DVD OF THE WEEK: The League of Gentlemen
by Vadim Rizov
In 1957, Jack Hawkins
led a coordinated Allied attack on The Bridge on the River Kwai
, and three years later, he led a coordinated private attack on a British bank. The film was The League of Gentlemen
(included in Basil Dearden's London Underground
, a smashing new box set from Criterion/Eclipse), in which Hawkins rounds up seven equally unpleasant, mostly meta-cast men to assist. The recruits comprise a microcosm of various, superficially resilient members of the British way of post-war life. One is Nigel Patrick
, perhaps best known at that point as a mindlessly brave test pilot in The Sound Barrier
, a sacrificial lamb to the stiff-upper-limb ethos to the last. He's Hawkins' aide, clinging to his pre-war aristocratic status by being paternally glib to the other men and looking foolish in the process. Other members: Terence Alexander (in real life a member of the 27th Lancers, wounded in combat), Roger Livesey
(star of The Life and Death of Colonel Blimp
, and hence the self-conscious representative of the prototypical British soldier, however satirically), and already respected screenwriters Richard Attenborough
and Bryan Forbes
(the latter of whom also served as this film's writer).
Here's a cast of ex-Queen's Men, all trained to wreak specialized military havoc, recruited for skills they learned at the army's expense. Peacetime has served them ill, as it has the reluctant gangland soldiers of They Made Me a Fugitive
, Flamingo Road
and other films about angry demobilized British soldiers who miss the excitement of war. Hawkins is smug, big-chinned and annoyingly all-knowing and all-judging: his men aren't unjustly scorned, but endlessly flawed. (The flaws are a product of their time: the convicted homosexual is portrayed with as much scorn as the guy convicted of gross public indecency.) All are shown in one snippet of private life apiece: thereafter, they're members of a corps once more, their individuality reduced to a war movie's sacrificial platoon of standard types, all rendered seedier by post-war life. There's the horny one, the hen-pecked husband, the slimy gigolo, etc. Their social and professional positions make no difference; when it comes down to the final raid, they're all equalized by bullets.
To bring the men together, Hawkins sends out invitations to a business lunch and comes late: until his arrival, the increasingly uneasy men are considering leaving. (Shades of Agatha Christie
's Ten Little Indians
, where ten criminals are invited to an island getaway by the sinister "U.N. Owen," or "unknown." It ends badly.) Once Hawkins shows, we're in firm caper territory, as the men execute a series of "missions"—studying 16mm footage of their bank target, constructing smoke bombs, stealing trucks and equipment from an army base—in a barracks-like retreat. The point is to immerse themselves back in the military mindset of "a bloody good war"; their heist succeeds, partly by creating warlike conditions on peacetime streets.

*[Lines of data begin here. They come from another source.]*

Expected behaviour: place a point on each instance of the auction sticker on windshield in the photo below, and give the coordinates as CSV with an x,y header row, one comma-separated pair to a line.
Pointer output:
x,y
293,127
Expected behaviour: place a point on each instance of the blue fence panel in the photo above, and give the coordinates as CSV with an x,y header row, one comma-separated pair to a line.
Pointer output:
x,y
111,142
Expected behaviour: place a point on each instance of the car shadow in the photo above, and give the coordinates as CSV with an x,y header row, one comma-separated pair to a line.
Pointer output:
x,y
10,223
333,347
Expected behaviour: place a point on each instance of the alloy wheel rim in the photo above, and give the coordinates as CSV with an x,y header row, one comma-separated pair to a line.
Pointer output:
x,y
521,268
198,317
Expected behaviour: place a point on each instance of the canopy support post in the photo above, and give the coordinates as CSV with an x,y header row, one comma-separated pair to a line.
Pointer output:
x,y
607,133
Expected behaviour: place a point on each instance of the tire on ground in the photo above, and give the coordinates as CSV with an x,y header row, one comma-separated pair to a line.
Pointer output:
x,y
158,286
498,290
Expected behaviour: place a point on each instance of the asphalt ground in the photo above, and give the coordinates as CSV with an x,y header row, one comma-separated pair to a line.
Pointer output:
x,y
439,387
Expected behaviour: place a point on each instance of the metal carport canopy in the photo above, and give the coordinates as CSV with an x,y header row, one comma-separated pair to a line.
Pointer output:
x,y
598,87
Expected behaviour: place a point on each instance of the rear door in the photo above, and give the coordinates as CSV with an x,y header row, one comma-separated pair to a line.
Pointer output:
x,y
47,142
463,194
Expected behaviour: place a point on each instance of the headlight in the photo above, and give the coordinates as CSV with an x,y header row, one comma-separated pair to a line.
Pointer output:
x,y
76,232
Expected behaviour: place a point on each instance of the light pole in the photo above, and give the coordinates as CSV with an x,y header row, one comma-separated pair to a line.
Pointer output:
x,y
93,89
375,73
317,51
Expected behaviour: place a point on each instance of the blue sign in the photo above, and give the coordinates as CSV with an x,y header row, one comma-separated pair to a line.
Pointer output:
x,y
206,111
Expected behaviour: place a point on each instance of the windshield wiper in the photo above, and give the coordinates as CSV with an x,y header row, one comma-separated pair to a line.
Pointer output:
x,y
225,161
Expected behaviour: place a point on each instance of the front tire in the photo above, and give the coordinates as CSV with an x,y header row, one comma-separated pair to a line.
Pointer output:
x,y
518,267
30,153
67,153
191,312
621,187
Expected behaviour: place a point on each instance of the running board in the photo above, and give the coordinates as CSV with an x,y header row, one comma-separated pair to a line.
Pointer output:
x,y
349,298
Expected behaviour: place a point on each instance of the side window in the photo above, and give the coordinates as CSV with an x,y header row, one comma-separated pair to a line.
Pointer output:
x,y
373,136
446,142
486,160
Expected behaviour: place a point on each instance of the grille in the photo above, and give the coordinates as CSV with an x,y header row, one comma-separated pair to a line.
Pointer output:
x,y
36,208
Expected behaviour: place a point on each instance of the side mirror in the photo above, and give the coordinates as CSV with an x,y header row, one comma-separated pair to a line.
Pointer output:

Unlike the cycle of post-war British noirs (more cynical and desperate), League
is Ealing with a twist. It was a hand-me-down project: as Alan Burton and Tim O'Sullivan note in their book The Cinema of Basil Dearden and Michael Relph
, it originated on commission for American screenwriter/producer Carl Foreman
, The Guns of Navarone
). It was a cheap production of some £192,000 and performed well. Burton and O'Sullvian note that the heist is an allegory for the film's production—quick-witted irregulars profitably thumb their nose at the establishment—but it's also exactly what it presents itself as: a group of disaffected British film industry veterans who know they're on the verge of being pushed aside by equally angry but younger men. The World War II mentality, persisting 15 years later, overlooks the dreary '60s realities of industrial blight and pervasive drabness embodied in the same year's Saturday Night & Sunday Morning
. It lingers in the '40s mentality rather than paying attention to the newest forms of disaffection.
tackles the same inert society, just from a different angle. Pleasurable as it is, the heist itself isn't the film's true focal point (as in, say, Ocean's Eleven
) or the inherent venality and untrustworthiness of men (as in umpteen heists from The Asphalt Jungle
onwards). The men carry out their mission with the expected military precision. But the real fun comes in one of the most remarkable post-heist third acts on record. Without spoilers, things fall apart in large part due to the blithering intrusion of one Brigadier "Bunny" Warren (Robert Coote).
Here the heavily ironic title meets its match: an old-school, blithering military man whose nickname hearkens back to the Victorian era and the Boer War. Bunny was most famously a name associated with the companion of Victorian burglar A.J. Raffles; both men eventually shipped off to that colonial conflict to do their patriotic duty. Nowadays, the Boer War is not remembered as one of Britain's more justified military excursions, and Brigadier Bunny is a tiresome drunken blowhard, whose "good war" was clearly nothing like the league's.
As the clock ticks down and he blathers on, you finally get the point: these fuming middle-aged men have as many pricks to kick against as any of John Osborne
's ticked-off youth. That The League of Gentlemen
makes all that despair and decay a crackling entertainment is its biggest achievement.